Dunuthilaka Mudiyanselage Renuka Menike Herath, commonly known as Renuka Herath (Sinhala: රේණුකා හේරත්, Tamil language: ரேணுகா ஹேரத், Born 7 September 1945 – 13 March 2017), was a prominent Sri Lankan politician and a member of the Parliament of Sri Lanka. She was the Health Minister under President Ranasinghe Premadasa. Renuka Herath was the opposition leader of the Central Provincial Council when she died.

During her tenure as the Minister of Health, while there was a tremendous amount of improvement to the healthcare system, it was also a time when no strikes in the healthcare service sector were allowed to cause inconvenience the public.
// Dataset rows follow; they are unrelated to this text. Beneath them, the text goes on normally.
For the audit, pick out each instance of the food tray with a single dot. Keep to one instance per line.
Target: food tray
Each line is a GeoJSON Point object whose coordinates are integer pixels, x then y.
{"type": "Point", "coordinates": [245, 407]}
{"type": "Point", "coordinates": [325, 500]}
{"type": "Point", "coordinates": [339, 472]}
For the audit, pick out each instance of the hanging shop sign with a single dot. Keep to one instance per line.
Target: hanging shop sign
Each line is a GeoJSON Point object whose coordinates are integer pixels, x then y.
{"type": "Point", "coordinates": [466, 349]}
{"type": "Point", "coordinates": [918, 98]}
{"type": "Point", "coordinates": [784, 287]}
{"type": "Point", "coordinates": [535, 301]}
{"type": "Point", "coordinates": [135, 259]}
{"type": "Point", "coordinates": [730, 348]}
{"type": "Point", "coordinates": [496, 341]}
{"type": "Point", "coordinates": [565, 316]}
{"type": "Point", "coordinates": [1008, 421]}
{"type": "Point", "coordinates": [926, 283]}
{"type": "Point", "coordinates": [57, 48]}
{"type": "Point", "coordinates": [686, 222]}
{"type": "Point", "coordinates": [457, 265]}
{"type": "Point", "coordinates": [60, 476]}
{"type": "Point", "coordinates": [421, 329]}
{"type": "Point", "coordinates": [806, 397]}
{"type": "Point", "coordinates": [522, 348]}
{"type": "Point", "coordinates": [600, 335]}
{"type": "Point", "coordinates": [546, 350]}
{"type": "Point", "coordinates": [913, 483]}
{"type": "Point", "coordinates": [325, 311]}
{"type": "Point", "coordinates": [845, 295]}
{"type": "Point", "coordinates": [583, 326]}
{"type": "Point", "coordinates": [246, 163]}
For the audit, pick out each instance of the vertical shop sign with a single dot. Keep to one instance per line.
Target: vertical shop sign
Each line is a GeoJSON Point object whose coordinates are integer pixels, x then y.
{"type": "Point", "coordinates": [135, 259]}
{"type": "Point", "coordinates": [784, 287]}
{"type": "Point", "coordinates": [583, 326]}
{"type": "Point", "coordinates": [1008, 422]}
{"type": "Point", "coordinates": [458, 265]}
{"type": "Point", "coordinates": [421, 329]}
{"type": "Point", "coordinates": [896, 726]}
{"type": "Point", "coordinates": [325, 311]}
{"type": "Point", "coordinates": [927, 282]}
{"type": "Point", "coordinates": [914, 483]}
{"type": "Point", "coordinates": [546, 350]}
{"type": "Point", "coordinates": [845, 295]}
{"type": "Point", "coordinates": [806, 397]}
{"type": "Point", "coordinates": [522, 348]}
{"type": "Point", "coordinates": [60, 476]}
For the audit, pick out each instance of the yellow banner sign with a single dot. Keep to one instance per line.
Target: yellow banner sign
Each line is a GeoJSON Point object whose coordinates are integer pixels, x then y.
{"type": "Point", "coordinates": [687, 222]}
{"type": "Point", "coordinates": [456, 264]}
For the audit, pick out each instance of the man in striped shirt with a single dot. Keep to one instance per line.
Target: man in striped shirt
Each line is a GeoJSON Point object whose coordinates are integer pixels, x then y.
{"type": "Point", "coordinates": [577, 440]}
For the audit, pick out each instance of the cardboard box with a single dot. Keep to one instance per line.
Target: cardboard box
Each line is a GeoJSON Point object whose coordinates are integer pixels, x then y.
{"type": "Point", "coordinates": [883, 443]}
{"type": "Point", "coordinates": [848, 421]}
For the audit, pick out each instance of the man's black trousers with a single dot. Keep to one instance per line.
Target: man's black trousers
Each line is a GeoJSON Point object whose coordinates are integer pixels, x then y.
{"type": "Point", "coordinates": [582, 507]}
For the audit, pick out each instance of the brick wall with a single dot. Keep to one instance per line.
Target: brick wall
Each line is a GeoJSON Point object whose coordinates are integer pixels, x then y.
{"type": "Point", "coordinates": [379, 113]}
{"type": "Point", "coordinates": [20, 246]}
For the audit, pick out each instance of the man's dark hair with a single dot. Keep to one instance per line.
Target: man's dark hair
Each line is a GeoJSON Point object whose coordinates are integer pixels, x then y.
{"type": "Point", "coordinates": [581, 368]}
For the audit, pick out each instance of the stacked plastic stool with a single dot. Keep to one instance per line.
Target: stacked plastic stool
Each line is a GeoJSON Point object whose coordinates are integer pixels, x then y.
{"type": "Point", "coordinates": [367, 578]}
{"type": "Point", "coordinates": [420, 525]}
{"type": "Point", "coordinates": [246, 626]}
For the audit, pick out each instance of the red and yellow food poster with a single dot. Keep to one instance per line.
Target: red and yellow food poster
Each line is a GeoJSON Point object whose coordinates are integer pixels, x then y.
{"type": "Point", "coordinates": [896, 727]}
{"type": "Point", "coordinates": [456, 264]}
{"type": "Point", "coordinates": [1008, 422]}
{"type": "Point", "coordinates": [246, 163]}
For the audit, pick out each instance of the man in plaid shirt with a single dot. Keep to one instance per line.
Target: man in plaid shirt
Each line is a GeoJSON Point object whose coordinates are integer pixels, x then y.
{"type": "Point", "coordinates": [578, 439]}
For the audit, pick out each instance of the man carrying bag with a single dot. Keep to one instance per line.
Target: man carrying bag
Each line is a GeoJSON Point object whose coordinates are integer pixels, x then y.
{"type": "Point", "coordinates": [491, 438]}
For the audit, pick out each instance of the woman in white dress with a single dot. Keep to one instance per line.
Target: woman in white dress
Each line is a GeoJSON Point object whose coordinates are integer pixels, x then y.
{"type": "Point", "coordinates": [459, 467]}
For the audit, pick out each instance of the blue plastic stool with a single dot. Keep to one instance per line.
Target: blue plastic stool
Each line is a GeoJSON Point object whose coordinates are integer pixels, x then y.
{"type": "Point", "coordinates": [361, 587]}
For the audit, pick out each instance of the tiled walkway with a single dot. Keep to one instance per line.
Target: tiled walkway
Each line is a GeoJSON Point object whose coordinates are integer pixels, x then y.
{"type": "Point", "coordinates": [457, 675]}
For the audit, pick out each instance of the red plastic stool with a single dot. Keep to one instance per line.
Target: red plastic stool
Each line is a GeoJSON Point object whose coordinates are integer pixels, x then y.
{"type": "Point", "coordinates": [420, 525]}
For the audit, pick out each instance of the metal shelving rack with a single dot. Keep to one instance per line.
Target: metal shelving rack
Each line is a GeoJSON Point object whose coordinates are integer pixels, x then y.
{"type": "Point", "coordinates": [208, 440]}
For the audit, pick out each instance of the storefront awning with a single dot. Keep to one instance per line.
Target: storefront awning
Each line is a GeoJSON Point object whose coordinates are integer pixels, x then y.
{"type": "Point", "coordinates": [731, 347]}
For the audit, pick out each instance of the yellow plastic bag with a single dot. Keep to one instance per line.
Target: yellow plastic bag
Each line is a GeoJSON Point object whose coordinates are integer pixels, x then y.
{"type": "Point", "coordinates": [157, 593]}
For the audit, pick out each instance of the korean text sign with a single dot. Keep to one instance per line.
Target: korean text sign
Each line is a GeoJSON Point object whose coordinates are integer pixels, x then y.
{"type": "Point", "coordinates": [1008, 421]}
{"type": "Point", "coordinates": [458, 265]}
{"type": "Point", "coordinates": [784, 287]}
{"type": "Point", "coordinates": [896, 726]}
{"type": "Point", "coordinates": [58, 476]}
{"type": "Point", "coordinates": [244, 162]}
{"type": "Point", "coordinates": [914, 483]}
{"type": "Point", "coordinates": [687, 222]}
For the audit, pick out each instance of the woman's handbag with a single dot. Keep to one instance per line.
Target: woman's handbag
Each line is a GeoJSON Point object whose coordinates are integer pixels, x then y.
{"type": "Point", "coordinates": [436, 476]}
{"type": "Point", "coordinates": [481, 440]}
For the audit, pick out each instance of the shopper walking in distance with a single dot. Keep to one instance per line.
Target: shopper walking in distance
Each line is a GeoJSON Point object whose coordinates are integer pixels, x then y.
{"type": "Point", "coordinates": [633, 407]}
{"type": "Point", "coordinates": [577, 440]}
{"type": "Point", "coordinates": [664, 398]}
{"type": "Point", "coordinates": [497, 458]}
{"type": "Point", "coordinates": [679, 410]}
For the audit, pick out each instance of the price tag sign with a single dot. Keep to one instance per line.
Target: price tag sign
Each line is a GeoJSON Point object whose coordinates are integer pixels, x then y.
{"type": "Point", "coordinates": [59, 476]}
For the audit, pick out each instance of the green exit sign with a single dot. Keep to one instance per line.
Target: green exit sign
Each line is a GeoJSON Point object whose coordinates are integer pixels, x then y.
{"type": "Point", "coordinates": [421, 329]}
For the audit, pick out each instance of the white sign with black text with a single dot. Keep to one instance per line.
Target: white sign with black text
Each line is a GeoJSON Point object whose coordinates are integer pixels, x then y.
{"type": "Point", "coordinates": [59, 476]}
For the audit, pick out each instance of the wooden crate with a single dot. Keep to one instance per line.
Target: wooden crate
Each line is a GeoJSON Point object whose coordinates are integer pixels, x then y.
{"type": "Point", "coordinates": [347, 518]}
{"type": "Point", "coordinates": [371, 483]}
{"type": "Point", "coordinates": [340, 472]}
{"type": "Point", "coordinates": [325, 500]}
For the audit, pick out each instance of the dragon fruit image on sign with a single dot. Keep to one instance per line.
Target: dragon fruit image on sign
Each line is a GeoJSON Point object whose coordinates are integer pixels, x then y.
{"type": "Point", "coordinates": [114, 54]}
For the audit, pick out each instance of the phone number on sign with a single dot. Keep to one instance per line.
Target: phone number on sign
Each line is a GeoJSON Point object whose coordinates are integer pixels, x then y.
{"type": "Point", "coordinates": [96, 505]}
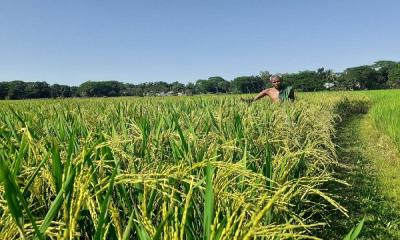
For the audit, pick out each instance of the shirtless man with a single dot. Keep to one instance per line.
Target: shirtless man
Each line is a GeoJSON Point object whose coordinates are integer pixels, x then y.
{"type": "Point", "coordinates": [278, 93]}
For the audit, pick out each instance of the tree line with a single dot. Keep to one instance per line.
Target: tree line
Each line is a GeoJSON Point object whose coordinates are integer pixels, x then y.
{"type": "Point", "coordinates": [380, 75]}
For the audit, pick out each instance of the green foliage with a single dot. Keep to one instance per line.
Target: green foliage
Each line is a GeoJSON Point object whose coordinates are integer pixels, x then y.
{"type": "Point", "coordinates": [394, 76]}
{"type": "Point", "coordinates": [187, 167]}
{"type": "Point", "coordinates": [248, 84]}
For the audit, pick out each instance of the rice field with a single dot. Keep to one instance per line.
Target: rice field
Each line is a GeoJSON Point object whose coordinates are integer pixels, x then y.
{"type": "Point", "coordinates": [202, 167]}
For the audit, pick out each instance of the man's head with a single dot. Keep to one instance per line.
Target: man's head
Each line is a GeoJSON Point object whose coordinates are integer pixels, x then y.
{"type": "Point", "coordinates": [276, 81]}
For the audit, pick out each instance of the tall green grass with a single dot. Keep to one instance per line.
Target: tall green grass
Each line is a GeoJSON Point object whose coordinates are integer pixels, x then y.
{"type": "Point", "coordinates": [165, 168]}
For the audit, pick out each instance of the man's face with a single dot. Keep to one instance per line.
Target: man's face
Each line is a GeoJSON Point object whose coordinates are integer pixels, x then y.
{"type": "Point", "coordinates": [276, 82]}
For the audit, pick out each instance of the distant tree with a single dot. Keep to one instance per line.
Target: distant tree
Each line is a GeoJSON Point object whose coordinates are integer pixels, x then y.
{"type": "Point", "coordinates": [248, 84]}
{"type": "Point", "coordinates": [100, 89]}
{"type": "Point", "coordinates": [383, 68]}
{"type": "Point", "coordinates": [37, 90]}
{"type": "Point", "coordinates": [3, 90]}
{"type": "Point", "coordinates": [394, 76]}
{"type": "Point", "coordinates": [57, 90]}
{"type": "Point", "coordinates": [16, 90]}
{"type": "Point", "coordinates": [362, 77]}
{"type": "Point", "coordinates": [190, 88]}
{"type": "Point", "coordinates": [265, 75]}
{"type": "Point", "coordinates": [177, 87]}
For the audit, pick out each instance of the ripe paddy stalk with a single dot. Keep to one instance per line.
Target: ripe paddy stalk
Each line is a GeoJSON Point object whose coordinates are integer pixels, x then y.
{"type": "Point", "coordinates": [173, 138]}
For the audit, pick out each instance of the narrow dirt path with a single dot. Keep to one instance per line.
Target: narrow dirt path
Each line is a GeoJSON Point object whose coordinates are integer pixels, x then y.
{"type": "Point", "coordinates": [359, 157]}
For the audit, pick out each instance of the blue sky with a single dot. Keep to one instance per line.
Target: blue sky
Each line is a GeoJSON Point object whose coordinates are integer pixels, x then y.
{"type": "Point", "coordinates": [70, 42]}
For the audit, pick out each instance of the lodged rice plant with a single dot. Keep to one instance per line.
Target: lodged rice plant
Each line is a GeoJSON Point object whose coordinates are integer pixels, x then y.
{"type": "Point", "coordinates": [386, 113]}
{"type": "Point", "coordinates": [204, 167]}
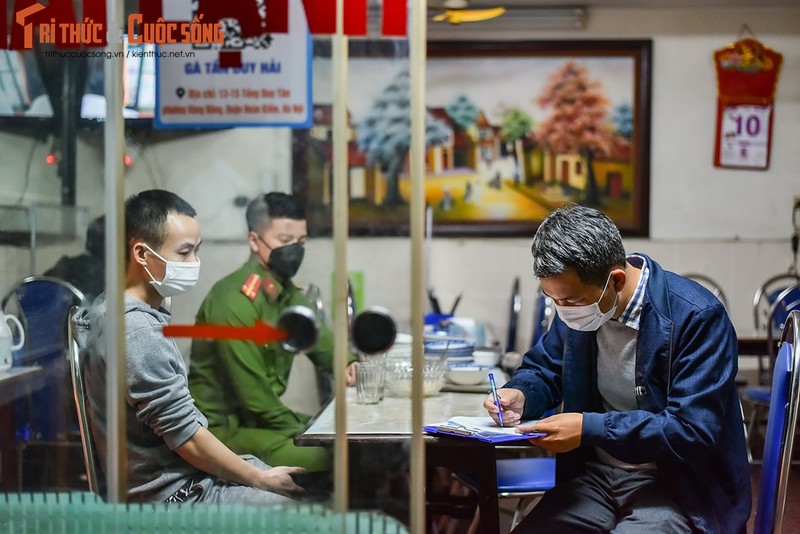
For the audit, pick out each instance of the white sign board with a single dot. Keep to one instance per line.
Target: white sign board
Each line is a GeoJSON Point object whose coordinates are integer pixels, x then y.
{"type": "Point", "coordinates": [745, 136]}
{"type": "Point", "coordinates": [271, 88]}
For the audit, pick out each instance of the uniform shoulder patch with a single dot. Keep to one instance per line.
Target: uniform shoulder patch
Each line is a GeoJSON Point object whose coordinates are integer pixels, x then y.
{"type": "Point", "coordinates": [271, 289]}
{"type": "Point", "coordinates": [250, 287]}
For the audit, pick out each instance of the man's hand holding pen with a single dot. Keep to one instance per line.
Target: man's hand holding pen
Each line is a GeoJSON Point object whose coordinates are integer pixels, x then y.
{"type": "Point", "coordinates": [563, 430]}
{"type": "Point", "coordinates": [512, 402]}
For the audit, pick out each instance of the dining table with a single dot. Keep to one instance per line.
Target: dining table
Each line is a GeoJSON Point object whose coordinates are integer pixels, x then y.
{"type": "Point", "coordinates": [388, 423]}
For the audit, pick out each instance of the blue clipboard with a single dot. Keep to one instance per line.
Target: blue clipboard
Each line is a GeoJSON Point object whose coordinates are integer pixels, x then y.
{"type": "Point", "coordinates": [450, 429]}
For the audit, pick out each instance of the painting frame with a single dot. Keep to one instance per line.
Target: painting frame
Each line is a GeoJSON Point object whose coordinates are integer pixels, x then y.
{"type": "Point", "coordinates": [615, 169]}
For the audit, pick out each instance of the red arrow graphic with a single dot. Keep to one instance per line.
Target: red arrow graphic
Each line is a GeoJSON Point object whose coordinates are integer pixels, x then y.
{"type": "Point", "coordinates": [260, 332]}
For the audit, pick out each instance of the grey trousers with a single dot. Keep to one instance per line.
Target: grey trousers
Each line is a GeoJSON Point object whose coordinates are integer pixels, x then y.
{"type": "Point", "coordinates": [217, 491]}
{"type": "Point", "coordinates": [607, 499]}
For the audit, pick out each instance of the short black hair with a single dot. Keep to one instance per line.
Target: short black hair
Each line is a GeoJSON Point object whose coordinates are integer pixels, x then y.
{"type": "Point", "coordinates": [579, 238]}
{"type": "Point", "coordinates": [146, 216]}
{"type": "Point", "coordinates": [262, 209]}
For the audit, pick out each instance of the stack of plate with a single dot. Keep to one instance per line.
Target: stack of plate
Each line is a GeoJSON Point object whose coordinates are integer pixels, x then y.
{"type": "Point", "coordinates": [456, 351]}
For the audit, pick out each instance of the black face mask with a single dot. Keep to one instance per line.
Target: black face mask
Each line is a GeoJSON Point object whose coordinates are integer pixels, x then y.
{"type": "Point", "coordinates": [285, 261]}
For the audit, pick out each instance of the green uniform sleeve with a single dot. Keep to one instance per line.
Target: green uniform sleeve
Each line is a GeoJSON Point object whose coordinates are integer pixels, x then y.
{"type": "Point", "coordinates": [255, 373]}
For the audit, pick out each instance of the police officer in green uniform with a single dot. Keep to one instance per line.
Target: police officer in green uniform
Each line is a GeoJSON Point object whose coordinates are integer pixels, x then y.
{"type": "Point", "coordinates": [238, 384]}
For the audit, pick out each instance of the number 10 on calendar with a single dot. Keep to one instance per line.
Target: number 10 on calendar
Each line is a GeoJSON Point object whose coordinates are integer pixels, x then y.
{"type": "Point", "coordinates": [744, 136]}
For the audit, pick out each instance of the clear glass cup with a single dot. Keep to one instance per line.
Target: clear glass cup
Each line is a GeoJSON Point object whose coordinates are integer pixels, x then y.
{"type": "Point", "coordinates": [370, 379]}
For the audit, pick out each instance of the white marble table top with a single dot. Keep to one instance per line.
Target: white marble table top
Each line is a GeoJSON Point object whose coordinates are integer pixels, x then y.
{"type": "Point", "coordinates": [390, 418]}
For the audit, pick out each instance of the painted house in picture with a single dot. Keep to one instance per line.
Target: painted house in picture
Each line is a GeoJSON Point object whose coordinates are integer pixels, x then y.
{"type": "Point", "coordinates": [364, 180]}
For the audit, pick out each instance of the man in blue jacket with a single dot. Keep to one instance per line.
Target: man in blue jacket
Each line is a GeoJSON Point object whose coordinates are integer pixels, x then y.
{"type": "Point", "coordinates": [650, 438]}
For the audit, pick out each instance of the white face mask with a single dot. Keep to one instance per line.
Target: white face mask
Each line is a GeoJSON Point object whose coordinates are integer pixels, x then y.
{"type": "Point", "coordinates": [179, 277]}
{"type": "Point", "coordinates": [587, 318]}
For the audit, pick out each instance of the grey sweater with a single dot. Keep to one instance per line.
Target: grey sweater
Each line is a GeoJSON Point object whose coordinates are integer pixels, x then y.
{"type": "Point", "coordinates": [160, 412]}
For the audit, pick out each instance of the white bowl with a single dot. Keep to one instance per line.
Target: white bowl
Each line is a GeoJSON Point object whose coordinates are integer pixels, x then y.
{"type": "Point", "coordinates": [469, 374]}
{"type": "Point", "coordinates": [486, 357]}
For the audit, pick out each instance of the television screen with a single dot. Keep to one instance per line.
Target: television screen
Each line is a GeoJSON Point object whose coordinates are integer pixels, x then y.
{"type": "Point", "coordinates": [22, 92]}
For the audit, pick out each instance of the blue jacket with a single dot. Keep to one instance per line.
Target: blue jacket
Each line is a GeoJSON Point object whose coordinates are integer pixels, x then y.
{"type": "Point", "coordinates": [688, 419]}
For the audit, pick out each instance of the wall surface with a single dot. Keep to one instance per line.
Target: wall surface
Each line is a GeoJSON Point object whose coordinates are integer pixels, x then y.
{"type": "Point", "coordinates": [731, 225]}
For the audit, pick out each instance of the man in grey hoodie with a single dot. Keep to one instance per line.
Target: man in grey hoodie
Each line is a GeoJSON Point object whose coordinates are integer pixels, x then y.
{"type": "Point", "coordinates": [171, 455]}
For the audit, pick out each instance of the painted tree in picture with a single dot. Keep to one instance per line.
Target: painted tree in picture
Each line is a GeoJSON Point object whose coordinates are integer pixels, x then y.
{"type": "Point", "coordinates": [578, 122]}
{"type": "Point", "coordinates": [514, 126]}
{"type": "Point", "coordinates": [384, 134]}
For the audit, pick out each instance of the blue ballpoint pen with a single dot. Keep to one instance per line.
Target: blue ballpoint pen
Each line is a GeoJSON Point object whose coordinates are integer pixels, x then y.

She was active in politics up until she died in 2017.

== Career ==
Renuka Herath was a member of the UNP and came into politics by contesting in 1977 from her native Walapane electorate in Nuwara-Eliya district. She went on to win her first election and became a district minister.

In 1988, she was appointed as the deputy minister of cultural affairs. During President Ranasinghe Premadasa’s regime, she was the Minister of Health and women’s affairs.  It was during her tenure in office that a major development in infrastructure and public service sector and uplift the quality of life for the people in Walapane and Nuwara-Eliya.